MCG-NJU/VideoMAE

Reproducing Camera-Ready Improved Numbers

dfan opened this issue · 4 comments

dfan commented

The NeurIPS camera ready version (v3 on arXiv) has some significantly higher results than the previous paper version (v2 on arXiv). E.g. for ViT-B pretrained on K400 for 1600 epochs, performance on K400 jumps from 80.9% to 81.5%. For ViT-B pretrained on SSv2 for 2400 epochs, performance on SSv2 jumps from 70.6% to 70.8%. Could the authors share the updated finetuning code and configs? I am unable to reproduce the new results. My results are close to what is reported in v2 of the paper

We have fixed one issue in this commit and the performance on Kinetics-400 can be improved by about 0.5%.

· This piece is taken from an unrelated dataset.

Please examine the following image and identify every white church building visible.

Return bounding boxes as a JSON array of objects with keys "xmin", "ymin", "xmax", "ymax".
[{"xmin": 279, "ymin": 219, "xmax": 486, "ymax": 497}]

The results on Kinetics-400 can be reproduced successfully by MMAction2.

dfan commented

Hm with the latest code I am getting 70.3% on SSv2 and 81.3% on K400 with the 2400 and 1600 epoch off-shelf pretrained weights provided in this repo. I am using this script and this script except I changed the batch size to meet my memory constraints. I am using 64 GPUs

--batch_size 2
--update_freq 3
--num_sample 2

Hi @dfan! I think --batch_size 2 is too small to get favorable results. --update_freq 3 might be a trick to enlarge the batch-size, but I am not sure the performance can be reproduced.